By Keen Zhang
China.org.cn correspondent reporting from Mianyang, Sichuan Province
zhangr@china.org.cn
Little girls play with China.org.cn reporter joyously outside the Jiuzhou Stadium.
"Car. Banana." A little girl was trying to murmur some English words to David Ferguson, one of the China.org. reporters who are traveling around the deadly earthquake zones in Sichuan Province. The death toll rose to 51,151 yesterday.
The girl's family was with her, living temporarily in a tent. She and her sisters seemed to have put aside memories of the horrible moment on the afternoon of May 12 that robbed them of their grandfather. They play joyously with us.
This is Mianyang City's biggest shelter, the Jiuzhou Stadium.
"Children are innocent and have little understanding about what really happened", her mother explained to us, smiling through the flash of grief in her eyes. The extended family, including their grandmother, came by foot to the relief camp from Chen Jia Ba, a village in Beichuan County, one of the worst hit areas.

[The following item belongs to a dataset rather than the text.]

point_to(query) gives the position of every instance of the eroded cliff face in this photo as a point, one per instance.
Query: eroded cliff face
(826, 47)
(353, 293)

"We lost everything," the woman said. "Our hometown is gone. Some flat land has been transformed into cliffs. I have been back once since the quake and I hardly knew the place."
She said she didn't know how long they would stay here, nor where they would rebuild their homes, but she's convinced that it will take at least a year to get to grips with the problems.
Mianyang, the second biggest city in Sichuan and a hi-tech city in southwest China, has a population of 5.3 million people and spreads over 20,000 square kilometers. Anxian and Beichuan counties are among the worst-hit areas. Over 100,000 homeless people from Beichuan, Pingwu, Anxian, Mianzhu, Jiangyou and Shifang have come to downtown Mianyang for help.